The one thing I would flag up as slightly underwhelming though is the CGI work in the movie. I know it’s because of this movie that George Lucas realised that the effects were such that he could move ahead again on his Star Wars movies and finally shoot the prequel trilogy but, seriously, the effects didn’t look that great back in 1993 (especially the Brontosaurus animations) and they really don’t hold up well today when they are being screened on digital equipment. I’ve noticed this before but some of this digital stuff seems to make old effects movies look worse and certainly makes some of the stuff really look like its laying on a separate plate within a shot. This is not good and the only thing that I could throw up in its defence is to remind people that CGI hasn’t really got that much better in recent years than it was back then... especially when it comes to dinosaurs. Have you seen those awful CGI effects in the Peter Jackson remake of King Kong? And Yoda looks more like an animated cartoon these days than a real person (of course he's a real person, don’t be näive).

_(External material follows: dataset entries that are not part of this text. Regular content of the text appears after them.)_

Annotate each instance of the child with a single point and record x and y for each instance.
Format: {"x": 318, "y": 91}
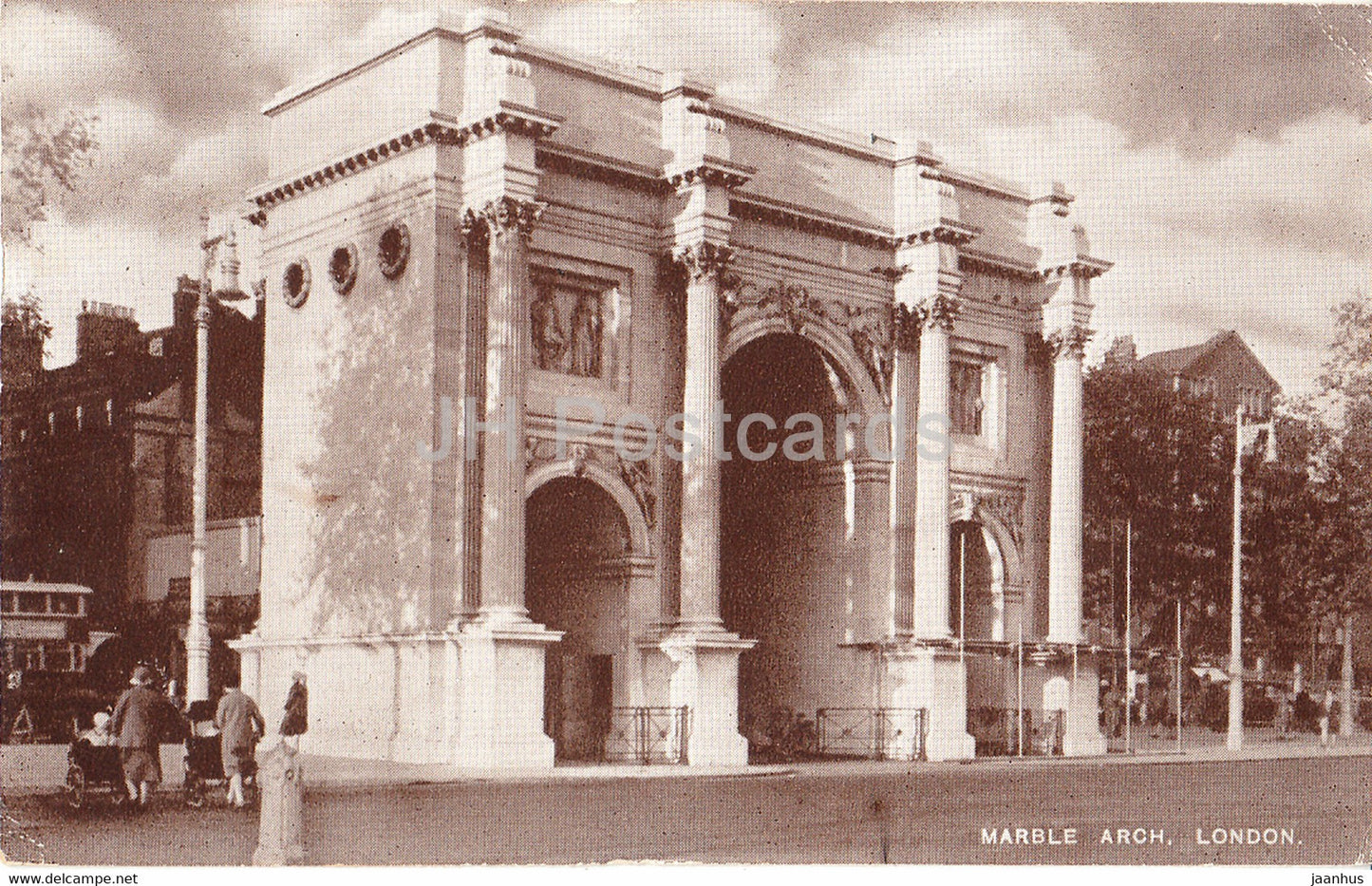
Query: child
{"x": 99, "y": 732}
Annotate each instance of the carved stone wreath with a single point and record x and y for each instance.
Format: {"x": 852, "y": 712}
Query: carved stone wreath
{"x": 394, "y": 250}
{"x": 295, "y": 283}
{"x": 343, "y": 268}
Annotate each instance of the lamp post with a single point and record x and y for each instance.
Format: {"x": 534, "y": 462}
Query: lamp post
{"x": 197, "y": 629}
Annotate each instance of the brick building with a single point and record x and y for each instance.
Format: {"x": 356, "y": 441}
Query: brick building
{"x": 96, "y": 454}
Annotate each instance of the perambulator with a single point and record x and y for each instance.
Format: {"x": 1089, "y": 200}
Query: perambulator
{"x": 91, "y": 767}
{"x": 203, "y": 760}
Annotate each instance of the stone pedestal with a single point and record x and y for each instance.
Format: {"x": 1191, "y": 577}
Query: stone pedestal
{"x": 1080, "y": 697}
{"x": 499, "y": 718}
{"x": 936, "y": 681}
{"x": 705, "y": 681}
{"x": 280, "y": 826}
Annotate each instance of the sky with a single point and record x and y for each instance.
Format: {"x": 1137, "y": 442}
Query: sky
{"x": 1221, "y": 155}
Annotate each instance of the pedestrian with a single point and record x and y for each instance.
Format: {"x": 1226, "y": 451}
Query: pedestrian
{"x": 296, "y": 719}
{"x": 240, "y": 725}
{"x": 138, "y": 723}
{"x": 1283, "y": 700}
{"x": 1328, "y": 709}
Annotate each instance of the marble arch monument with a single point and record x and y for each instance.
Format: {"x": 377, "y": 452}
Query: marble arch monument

Packed full of some great and iconic moments (including a sound activated glass of water which is a steal from the start of the sequence of the tanks rolling in at the 1968 invasion of Czechoslovakia from The Unbearable Lightness Of Being) it was truly a joy to rewatch this movie in a cinema again. Jurassic Park really is like a well oiled machine... a big, well oiled, movie making machine which really knows how to reach the audience and push the right emotional buttons to engage with that audience. Especially with the assistance of Johnny Williams melodic and mostly sugary score which, though it doesn’t musically reference the 1933 Max Steiner scored version of King Kong like the music in the first sequel to Jurassic Park did in one place, has loads going for it and even the most casual viewer will most likely have at least one or two of the main, pulse pounding tunes lodged in their heads for a good deal of time after their screening.
You know, I remembered there’s a shot where a girl falls out of a heating vent, is caught by her friends and pulled back in right as a Velociraptor makes a jump for her leg and just misses... I clearly recall that back in 1993 I was so on the edge of my seat by this point in the movie that my right leg gave an involuntary kick as if to kick the Raptor away from me at that moment. I’m glad to say that, this time around, I had sufficient control of my bodily functions to not get caught out like that again but as I was watching it I realised that, really, there is a lot of power oozing out between the frames of this movie. It really is one of the great American works of commercially accessible art and it really needs to be taken out of the closet every ten or so years and appreciated and celebrated all over again. Every now and again these days, Hollywood is still capable of making, not just a good or halfway decent movie, but a really great film. Jurassic Park is one of them.